Climate crisis effect? Arctic region witnesses massive 7,278 lightning strikes in 2021
In what can be called an effect of the climate crisis, the Arctic region seems to have been witnessing an unprecedented spike in lightning in 2021. Earlier, lightnings used to be rare in the region.
In 2021, Arctic region, which is the Earth’s northernmost, saw 7,278 lightning strikes. This count is nearly double of what had been witnessed in the last nine years combined.
These latest findings were published in the Finnish firm Vaisala’s annual lightning report.
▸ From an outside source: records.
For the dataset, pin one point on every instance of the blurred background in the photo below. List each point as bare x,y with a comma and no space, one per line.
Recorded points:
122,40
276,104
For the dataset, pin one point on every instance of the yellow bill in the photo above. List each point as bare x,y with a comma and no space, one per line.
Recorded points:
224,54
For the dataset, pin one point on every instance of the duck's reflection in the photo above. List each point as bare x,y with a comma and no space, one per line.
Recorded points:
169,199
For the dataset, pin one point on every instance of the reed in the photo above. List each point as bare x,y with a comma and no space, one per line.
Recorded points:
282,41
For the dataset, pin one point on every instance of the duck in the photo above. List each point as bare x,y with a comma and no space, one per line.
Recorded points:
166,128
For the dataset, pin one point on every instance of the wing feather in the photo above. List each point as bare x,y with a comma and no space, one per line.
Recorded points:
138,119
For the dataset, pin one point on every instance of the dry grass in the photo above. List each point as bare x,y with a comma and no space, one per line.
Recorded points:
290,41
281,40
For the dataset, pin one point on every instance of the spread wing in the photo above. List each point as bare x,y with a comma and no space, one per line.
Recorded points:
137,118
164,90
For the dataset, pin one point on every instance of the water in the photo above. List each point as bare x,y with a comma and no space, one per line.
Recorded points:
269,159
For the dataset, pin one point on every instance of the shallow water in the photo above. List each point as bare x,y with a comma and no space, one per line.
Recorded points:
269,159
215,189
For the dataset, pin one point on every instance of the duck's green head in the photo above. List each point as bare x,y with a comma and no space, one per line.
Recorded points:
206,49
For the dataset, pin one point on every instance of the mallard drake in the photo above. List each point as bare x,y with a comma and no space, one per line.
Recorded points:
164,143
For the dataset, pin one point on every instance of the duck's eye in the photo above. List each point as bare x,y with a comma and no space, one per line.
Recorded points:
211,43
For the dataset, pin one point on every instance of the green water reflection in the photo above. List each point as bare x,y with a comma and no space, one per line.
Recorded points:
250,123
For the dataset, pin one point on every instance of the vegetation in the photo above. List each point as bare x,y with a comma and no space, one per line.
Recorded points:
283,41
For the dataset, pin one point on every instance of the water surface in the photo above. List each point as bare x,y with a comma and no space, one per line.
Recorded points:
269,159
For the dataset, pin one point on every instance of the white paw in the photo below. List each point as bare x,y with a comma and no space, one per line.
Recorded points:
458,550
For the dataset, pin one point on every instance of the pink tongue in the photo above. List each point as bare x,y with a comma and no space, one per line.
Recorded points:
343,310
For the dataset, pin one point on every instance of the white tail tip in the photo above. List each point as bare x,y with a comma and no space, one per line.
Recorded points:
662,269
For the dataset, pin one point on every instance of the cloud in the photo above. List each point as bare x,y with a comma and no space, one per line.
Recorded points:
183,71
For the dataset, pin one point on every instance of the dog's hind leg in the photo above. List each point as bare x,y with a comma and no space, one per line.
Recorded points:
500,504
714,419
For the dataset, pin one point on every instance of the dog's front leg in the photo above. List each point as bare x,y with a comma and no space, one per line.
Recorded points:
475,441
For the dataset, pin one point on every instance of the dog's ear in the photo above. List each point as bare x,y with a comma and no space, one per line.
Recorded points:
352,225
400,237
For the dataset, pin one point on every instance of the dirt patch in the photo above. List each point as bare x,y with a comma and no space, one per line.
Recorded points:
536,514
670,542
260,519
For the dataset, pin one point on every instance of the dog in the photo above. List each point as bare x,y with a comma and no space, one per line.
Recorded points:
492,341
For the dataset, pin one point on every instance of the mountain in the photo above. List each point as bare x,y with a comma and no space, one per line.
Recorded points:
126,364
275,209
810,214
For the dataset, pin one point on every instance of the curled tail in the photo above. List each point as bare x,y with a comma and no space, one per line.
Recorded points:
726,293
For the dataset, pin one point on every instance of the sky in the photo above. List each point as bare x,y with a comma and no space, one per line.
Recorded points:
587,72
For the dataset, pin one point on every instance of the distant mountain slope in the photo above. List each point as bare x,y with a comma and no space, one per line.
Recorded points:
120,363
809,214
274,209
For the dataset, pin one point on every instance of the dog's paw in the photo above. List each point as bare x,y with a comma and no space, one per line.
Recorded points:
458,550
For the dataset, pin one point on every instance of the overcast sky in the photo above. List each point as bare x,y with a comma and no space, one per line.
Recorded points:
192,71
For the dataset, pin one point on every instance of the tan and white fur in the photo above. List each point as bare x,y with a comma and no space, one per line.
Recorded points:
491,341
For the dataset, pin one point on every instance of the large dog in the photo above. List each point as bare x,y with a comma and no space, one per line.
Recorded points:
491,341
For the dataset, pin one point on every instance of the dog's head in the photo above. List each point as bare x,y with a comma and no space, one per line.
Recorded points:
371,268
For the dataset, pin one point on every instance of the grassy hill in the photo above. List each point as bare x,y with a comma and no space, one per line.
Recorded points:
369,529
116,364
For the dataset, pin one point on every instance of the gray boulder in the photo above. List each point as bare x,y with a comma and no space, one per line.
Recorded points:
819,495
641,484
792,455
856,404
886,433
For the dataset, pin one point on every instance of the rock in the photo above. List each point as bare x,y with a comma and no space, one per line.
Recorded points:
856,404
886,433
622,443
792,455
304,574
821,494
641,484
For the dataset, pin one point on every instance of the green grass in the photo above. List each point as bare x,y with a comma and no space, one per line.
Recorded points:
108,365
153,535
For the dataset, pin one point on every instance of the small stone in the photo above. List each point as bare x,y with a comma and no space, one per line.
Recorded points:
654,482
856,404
This phenomenon is worrying scientists as the region’s air typically lacks the convective heat required to create lightning.
Vaisala’s meteorologist and lightning applications manager, Chris Vagasky, said, “Over the last 10 years, overall lightning counts north of the Arctic Circle have been fairly consistent. But at the highest latitudes of the planet – north of 80° – the increase has been drastic. Such a significant shift certainly causes you to raise your eyebrows.”
The temperatures have been consistently rising in the Arctic at a rate of at least three times the global average. So, tracking the lightning in the region seems to have become an important indicator of the climate crisis.
“Changes in the Arctic can mean changes in the weather at home. All weather is local, but what happens at your house depends on how the atmosphere is behaving elsewhere throughout the world. Changes to conditions in the Arctic could cause more extreme cold outbreaks, more heatwaves, or extreme changes in precipitation to Europe,” Vagasky said.